I sentieri e i piccoli cortili davanti alle belle ville sono piantumati con alberi, con ombrelloni e posti a sedere sparsi. Svoltiamo a destra in un piccolo giardino dove sono piantati alberi di arance e melograni, e ci troviamo davanti a un grande ingresso di una delle ville. Non c'è porta, solo un grande arco aperto, quindi entriamo meravigliati nell'edificio. Ha il fascino di una vecchia villa, con soffitti alti, pavimenti di piastrelle antiche, ma pareti pulite e appena verniciate. Notiamo che ogni stanza è dipinta di un colore diverso, e ci sono diverse opere appese alle pareti - una mostra d'arte. Un grande arco aperto porta a un balcone, da dove si può ammirare come spesso un bellissimo panorama su Amman. Inoltre, ci sono un grande tavolo con sedie e panche - proprio fatto per noi!
Sophia ed io stendiamo le nostre cose, quando un giovane uomo viene sul balcone e inizia a conversare con noi. Si chiama Bashar, è uno studente di architettura alla GJU e lavora qui part-time dopo l'università. Bashar ci spiega ora di cosa si tratta questi complessi edilizi: è proprietà della MMAG Foundation for Arts and Culture di Amman. Qui c'è una piccola biblioteca accessibile a tutti e un caffè. Negli altri spazi ci sono diverse mostre d'arte, attualmente sullo scrittore francese Jean Genet, con il nome "Le stelle sono più vicine e le nuvole sono nutrienti sotto gli alberi dorati". Sophia ed io non abbiamo mai sentito il nome, ma Bashar ora ci accompagna attraverso gli spazi espositivi e si prende molto tempo per spiegarci tutto. Jean Genet è stato un romanziere, drammaturgo e poeta ed è una personalità carismatica. È stato condannato all'ergastolo per vari reati e ha scritto molte opere di carattere autobiografico. Bashar ci consiglia il suo libro più famoso, "Prisoner of love", che può essere preso in prestito anche dalla biblioteca qui.

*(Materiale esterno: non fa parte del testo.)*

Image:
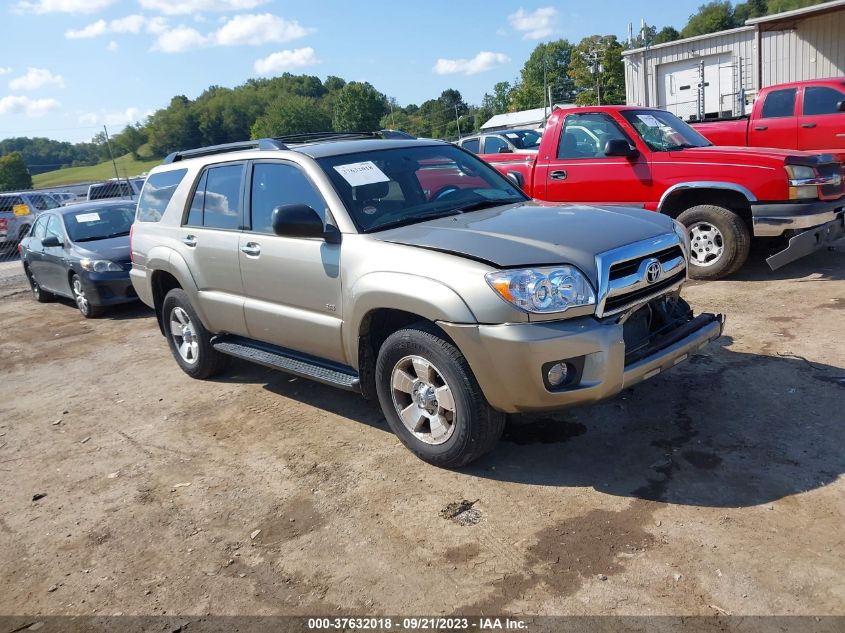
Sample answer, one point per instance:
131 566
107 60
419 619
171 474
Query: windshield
524 139
387 188
99 223
663 131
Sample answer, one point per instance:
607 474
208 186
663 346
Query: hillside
126 167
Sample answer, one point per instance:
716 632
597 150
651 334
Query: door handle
252 249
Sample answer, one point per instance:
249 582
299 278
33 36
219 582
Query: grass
126 167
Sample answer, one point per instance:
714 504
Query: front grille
623 269
613 304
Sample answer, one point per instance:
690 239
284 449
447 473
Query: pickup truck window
779 103
585 135
663 131
822 100
387 188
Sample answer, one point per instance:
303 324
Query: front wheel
719 241
431 399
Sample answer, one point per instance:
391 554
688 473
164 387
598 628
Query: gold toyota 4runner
412 272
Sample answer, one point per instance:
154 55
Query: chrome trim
631 283
705 184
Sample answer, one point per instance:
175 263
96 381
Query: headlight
802 182
543 290
100 265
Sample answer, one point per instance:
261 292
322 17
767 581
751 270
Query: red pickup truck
808 115
723 195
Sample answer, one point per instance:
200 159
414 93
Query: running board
288 361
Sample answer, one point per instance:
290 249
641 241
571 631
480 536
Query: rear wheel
432 401
719 241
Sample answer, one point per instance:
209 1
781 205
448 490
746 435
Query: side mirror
300 220
620 147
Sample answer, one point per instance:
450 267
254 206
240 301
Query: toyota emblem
653 271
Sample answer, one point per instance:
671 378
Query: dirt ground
717 488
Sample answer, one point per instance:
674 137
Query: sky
67 67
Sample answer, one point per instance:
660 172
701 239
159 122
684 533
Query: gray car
412 272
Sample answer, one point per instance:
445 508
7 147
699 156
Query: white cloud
535 25
62 6
30 107
36 78
241 30
129 24
179 40
482 62
121 118
258 29
285 60
186 7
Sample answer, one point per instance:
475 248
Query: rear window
156 194
110 190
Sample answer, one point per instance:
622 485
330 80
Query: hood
115 249
534 234
749 155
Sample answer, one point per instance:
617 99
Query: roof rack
260 144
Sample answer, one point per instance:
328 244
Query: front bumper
507 360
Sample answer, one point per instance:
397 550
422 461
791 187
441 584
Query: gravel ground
717 488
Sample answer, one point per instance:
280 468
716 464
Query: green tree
359 107
292 115
13 172
551 59
598 71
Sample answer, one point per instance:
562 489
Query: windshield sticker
649 120
359 174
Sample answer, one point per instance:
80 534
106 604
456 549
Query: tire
39 294
715 230
83 303
445 437
198 358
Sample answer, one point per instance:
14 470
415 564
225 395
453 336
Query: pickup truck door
821 124
581 172
291 285
775 123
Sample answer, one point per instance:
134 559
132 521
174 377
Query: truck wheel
432 401
719 241
190 342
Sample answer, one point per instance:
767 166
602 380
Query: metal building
718 74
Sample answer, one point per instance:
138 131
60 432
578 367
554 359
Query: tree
13 173
292 115
359 107
551 59
598 71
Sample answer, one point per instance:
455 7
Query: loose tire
189 341
432 401
719 241
39 294
88 310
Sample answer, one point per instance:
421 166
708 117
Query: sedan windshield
663 131
99 223
388 188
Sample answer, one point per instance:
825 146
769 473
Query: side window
156 194
779 103
822 100
471 145
217 200
492 144
585 135
276 184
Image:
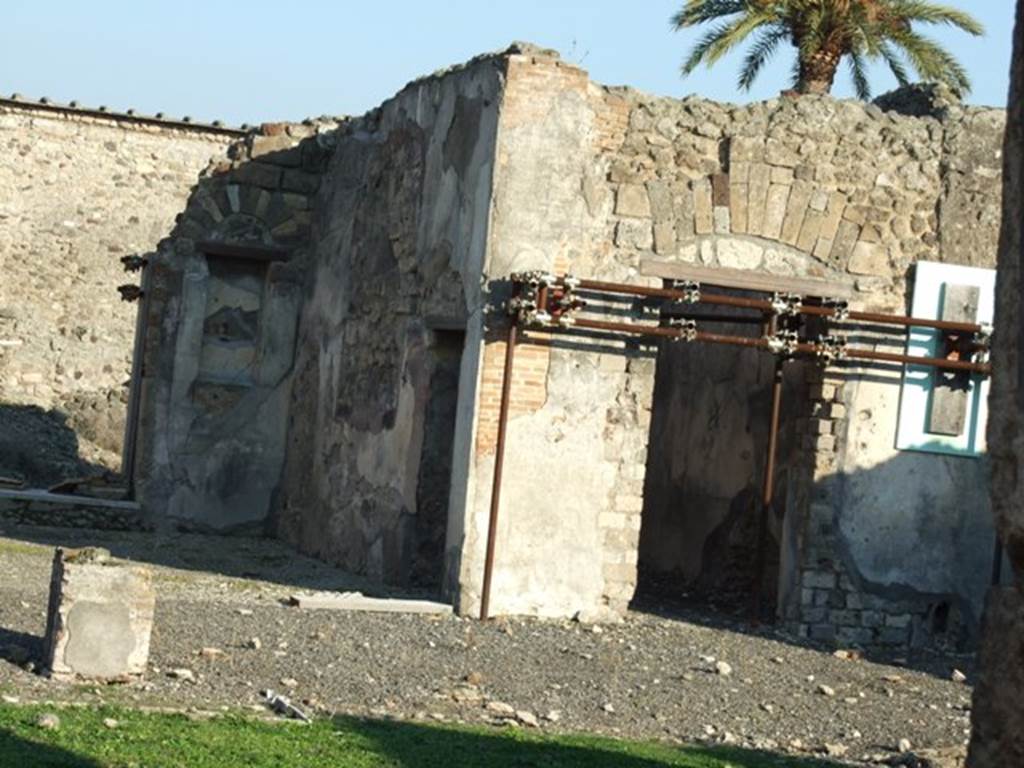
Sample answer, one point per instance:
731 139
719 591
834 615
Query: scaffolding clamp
784 343
687 329
130 292
689 289
829 348
840 307
133 263
786 303
983 343
535 279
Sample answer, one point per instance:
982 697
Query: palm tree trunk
817 72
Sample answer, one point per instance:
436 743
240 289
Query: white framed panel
912 433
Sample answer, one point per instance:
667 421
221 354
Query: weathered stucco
214 374
402 227
396 263
78 192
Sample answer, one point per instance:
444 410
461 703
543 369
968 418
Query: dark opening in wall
706 462
434 478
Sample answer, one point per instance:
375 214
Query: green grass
147 740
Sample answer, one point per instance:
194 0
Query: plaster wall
804 187
215 369
78 192
399 249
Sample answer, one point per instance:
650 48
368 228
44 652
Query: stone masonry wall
399 239
803 187
219 333
78 190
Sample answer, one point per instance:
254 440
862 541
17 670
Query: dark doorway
434 479
701 516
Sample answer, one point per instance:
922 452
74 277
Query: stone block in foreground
99 617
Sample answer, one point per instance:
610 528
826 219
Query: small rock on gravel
501 709
185 676
527 719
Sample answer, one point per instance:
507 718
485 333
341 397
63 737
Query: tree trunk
817 72
997 714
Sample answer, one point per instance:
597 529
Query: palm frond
932 61
699 11
763 49
892 58
936 13
722 39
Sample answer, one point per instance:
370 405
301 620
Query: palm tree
823 32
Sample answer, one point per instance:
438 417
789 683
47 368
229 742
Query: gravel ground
649 677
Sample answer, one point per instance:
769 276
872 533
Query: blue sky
256 60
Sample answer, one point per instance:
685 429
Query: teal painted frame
915 394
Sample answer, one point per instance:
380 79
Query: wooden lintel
241 251
744 280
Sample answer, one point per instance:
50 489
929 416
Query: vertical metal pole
496 488
768 486
997 562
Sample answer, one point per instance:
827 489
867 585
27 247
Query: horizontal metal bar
762 343
241 251
765 305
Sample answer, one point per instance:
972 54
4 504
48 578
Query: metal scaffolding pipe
765 305
768 485
762 343
496 487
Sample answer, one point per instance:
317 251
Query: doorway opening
704 540
434 476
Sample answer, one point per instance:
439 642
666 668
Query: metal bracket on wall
540 298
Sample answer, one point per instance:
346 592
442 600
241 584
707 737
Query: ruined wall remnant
346 391
997 713
392 317
99 617
78 190
219 310
795 187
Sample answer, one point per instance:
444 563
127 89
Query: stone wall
400 229
794 187
220 304
79 189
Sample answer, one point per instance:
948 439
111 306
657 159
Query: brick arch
754 253
765 197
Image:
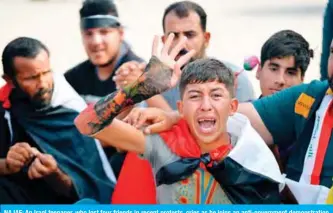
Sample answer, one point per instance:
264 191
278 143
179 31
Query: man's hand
44 165
153 120
128 73
18 156
161 74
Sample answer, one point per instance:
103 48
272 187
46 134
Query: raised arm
161 73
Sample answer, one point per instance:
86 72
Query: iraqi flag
249 173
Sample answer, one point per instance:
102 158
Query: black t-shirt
84 79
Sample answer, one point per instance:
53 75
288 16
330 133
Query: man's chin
330 82
41 104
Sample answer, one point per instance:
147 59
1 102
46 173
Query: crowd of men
182 128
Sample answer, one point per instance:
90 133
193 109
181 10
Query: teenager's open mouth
207 125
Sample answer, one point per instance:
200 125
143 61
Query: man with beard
43 158
102 35
206 158
188 19
299 119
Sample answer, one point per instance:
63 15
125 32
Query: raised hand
43 166
128 73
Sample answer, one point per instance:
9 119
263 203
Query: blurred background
238 27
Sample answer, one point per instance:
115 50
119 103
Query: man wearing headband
102 35
43 158
299 118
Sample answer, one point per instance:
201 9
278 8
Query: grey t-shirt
244 93
199 188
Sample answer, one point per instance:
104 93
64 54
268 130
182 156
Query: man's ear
121 32
180 107
233 106
8 80
258 72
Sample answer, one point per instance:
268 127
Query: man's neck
208 147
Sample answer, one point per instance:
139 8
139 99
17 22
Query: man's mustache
42 92
182 52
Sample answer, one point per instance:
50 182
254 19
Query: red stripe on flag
136 184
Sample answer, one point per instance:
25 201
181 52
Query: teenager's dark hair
20 47
287 43
182 10
98 7
207 70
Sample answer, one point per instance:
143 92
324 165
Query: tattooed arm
161 73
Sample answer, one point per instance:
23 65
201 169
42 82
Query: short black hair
182 10
20 47
98 7
287 43
207 70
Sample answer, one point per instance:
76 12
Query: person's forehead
204 86
31 66
175 23
284 62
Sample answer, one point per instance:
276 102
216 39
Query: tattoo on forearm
153 81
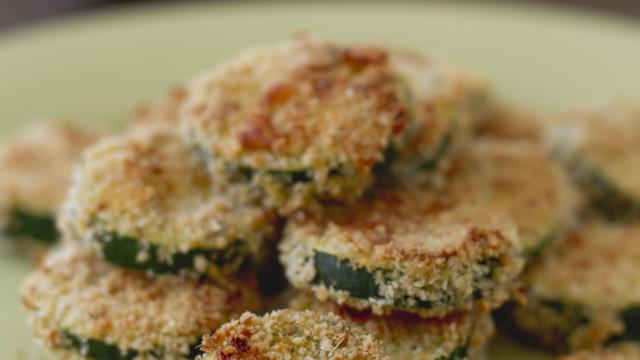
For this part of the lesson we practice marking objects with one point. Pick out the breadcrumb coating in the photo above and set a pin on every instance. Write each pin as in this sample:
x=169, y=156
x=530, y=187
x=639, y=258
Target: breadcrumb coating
x=426, y=255
x=36, y=165
x=152, y=187
x=326, y=111
x=407, y=336
x=75, y=292
x=446, y=102
x=601, y=146
x=291, y=335
x=516, y=177
x=581, y=292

Bashar ci mostra ora il piano inferiore della casa, dove vengono proiettati in loop due diversi film. Tutti gli spazi sono in ottimo stato e ci vengono dati due opuscoli di design elaborato e di alta qualità sulla fondazione. Evidentemente, la fondazione non ha problemi di soldi. Sophia ed io abbiamo davvero scoperto un piccolo tesoro qui. Trascorreremo sicuramente molto tempo qui in futuro. Ma ora dobbiamo prima andare all'università.
Dopo la nostra lezione, incontro di nuovo Sophia, Rudaina e Clara in un ristorante a Weibdeh. Siamo in un gruppo in uno dei nostri seminari, per il quale dobbiamo pianificare e implementare un progetto in un'organizzazione, e lo facciamo tra shisha, hummus e labaneh. Così, lavoro e piacere si possono combinare molto bene. Oggi vado a dormire completamente soddisfatto.